Alvaro Gracia, partner at Borderless Capital, also highlighted the growth potential of the DeFi and DePIN sectors, especially as Bitcoin dominance gradually shifts to altcoins. Gracia said that his $100 million DePIN fund still has about $70 million to deploy, which he plans to invest in the next two to three years.

1kx’s Clausen added that key categories his company is looking at are infrastructure, middleware and consumer applications, particularly those that require bank integration, which have been hampered in the past due to regulatory restrictions.

Adam Winnick, general managing partner of Finality Capital Partners, expressed optimism about the infrastructure sector, specifically highlighting heavy staking and zero-knowledge technology startups as key areas of focus. Miko Matsumura, managing partner of Gumi Cryptos Capital, said he focuses on infrastructure and scaling projects that solve “ordinary problems” for ordinary people, rather than projects that only solve crypto problems for crypto users.

Still, not all investors are excited about infrastructure. Maven 11’s Bomans said the firm has shifted its focus to application layer investments over the past 12 months as the rise of powerful monolithic chains and continued improvements in modular stacks have cleared most scaling bottlenecks.

Portal Ventures’ Fisher said his firm has little interest in infrastructure projects, preferring commercial startups with clear distribution advantages and strong user demand.
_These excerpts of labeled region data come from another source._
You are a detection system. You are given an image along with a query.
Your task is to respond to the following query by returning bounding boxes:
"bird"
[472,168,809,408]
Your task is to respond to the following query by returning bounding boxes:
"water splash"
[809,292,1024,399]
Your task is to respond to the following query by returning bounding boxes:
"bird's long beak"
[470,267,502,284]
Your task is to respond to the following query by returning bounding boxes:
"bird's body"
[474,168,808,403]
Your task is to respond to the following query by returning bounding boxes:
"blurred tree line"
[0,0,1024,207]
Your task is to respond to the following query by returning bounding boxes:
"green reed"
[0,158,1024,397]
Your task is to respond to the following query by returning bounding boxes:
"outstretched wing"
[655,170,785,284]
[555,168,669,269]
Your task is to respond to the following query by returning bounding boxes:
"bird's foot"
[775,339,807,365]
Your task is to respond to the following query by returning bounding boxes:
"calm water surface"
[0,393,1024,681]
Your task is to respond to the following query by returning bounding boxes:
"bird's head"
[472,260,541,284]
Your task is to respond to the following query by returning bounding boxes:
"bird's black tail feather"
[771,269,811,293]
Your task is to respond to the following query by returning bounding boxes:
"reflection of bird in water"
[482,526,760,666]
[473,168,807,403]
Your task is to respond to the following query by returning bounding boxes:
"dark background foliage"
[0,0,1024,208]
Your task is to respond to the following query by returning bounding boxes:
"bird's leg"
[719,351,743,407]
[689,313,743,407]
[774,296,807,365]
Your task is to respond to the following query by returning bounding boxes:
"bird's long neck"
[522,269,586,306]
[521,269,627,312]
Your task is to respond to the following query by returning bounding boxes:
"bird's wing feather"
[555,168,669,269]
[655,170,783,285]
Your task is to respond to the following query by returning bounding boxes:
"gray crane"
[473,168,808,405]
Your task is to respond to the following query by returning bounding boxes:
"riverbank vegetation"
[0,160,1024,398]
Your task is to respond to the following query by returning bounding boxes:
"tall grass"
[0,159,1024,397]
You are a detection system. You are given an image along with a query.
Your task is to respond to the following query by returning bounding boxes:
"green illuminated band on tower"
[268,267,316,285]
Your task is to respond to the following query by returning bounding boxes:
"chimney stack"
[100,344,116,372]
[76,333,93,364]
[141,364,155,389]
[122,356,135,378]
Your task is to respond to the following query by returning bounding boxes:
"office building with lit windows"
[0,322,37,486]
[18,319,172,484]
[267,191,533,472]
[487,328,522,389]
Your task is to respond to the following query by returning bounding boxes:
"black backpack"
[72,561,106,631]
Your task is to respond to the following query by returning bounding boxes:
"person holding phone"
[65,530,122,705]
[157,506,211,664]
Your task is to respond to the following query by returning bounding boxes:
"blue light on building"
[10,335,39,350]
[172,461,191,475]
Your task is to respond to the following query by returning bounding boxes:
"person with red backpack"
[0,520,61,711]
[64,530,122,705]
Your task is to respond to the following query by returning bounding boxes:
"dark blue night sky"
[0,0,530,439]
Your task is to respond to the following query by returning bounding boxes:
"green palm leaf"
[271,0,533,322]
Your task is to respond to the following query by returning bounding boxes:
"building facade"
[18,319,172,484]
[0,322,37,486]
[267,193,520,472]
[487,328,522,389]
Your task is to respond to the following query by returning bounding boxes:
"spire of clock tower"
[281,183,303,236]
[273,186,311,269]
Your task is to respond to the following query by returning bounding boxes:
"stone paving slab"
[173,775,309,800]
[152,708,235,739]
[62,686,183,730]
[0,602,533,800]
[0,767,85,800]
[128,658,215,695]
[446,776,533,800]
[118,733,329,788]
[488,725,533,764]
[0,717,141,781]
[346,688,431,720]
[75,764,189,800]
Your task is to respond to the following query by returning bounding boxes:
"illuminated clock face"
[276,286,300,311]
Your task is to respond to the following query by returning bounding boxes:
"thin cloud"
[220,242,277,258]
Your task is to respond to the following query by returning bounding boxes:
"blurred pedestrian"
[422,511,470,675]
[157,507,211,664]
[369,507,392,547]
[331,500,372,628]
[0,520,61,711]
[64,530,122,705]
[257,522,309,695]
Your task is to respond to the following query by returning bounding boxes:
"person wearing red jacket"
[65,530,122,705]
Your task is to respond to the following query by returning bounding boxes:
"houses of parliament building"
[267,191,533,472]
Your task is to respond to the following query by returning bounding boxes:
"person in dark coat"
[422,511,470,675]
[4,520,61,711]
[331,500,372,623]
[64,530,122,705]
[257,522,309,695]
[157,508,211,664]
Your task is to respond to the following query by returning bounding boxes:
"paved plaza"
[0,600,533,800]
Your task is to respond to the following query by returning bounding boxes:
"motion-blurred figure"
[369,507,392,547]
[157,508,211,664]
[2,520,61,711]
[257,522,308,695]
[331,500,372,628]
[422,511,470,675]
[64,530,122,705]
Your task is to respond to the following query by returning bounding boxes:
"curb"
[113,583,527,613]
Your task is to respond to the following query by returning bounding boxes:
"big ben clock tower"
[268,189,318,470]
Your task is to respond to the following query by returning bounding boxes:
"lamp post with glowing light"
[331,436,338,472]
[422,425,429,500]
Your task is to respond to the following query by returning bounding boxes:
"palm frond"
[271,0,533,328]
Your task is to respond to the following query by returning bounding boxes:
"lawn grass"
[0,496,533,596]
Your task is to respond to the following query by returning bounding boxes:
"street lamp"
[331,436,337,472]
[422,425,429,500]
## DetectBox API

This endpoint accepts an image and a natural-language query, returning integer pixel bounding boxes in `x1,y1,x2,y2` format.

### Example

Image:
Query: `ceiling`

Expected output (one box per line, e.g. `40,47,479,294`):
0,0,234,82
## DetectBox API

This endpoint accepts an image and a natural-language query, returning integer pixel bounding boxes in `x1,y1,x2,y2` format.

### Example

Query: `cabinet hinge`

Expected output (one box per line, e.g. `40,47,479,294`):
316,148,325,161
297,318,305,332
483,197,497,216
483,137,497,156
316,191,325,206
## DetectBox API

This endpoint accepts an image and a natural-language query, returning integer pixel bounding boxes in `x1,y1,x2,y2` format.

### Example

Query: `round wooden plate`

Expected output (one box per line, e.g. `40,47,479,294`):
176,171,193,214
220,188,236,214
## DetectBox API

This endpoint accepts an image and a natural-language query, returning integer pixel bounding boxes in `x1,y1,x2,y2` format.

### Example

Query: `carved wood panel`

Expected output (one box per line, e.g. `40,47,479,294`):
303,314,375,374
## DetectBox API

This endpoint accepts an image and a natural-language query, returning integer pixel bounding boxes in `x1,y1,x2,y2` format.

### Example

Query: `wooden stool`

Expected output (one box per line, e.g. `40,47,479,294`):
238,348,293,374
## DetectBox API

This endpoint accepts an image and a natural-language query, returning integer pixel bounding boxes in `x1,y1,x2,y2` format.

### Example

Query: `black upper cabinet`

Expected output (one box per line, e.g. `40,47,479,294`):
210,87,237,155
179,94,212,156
Nomad Capital’s Zhang similarly mentioned that his firm has taken a more cautious approach to deploying infrastructure projects, especially Layer 1 and Layer 2 networks. He believes that “most infrastructure projects are essentially ‘infrastructure hype’, and their success often depends on the founding team’s ability to manage narrative and brand, but the number of teams that can stand out in this unique dynamic is limited.”

Potential risks of a Trump administration

While Trump’s election has brought new optimism to the crypto space, some venture capitalists have warned of potential risks that could affect the trajectory of the industry.

1kx’s Clausen raised concerns about Trump’s immigration policies, arguing that reduced labor supply could lead to higher wage stickiness, which would be bearish for risk assets like crypto.

Galaxy Ventures’ Nuelle noted that if “Trump is too hands-off on crypto,” there could be a repeat of the FTX incident. He believes that balanced bipartisan legislation and a clear status for digital assets will create the most stable long-term value.

Nomad Capital’s Zhang stressed that the “Trump effect” could lose steam if bold proposals such as Bitcoin becoming a U.S. strategic reserve asset fail to materialize quickly. He said unfulfilled expectations could dampen market enthusiasm.

Hack VC's Roman also mentioned a key question: Will the United States actively hoard new Bitcoin, or just hold existing confiscated Bitcoin? He said that no matter what the outcome, it would be a positive for the crypto space. But if the United States actively builds up its Bitcoin reserves, this could become a new standard for other countries' policies, which could have a more far-reaching impact on the crypto industry.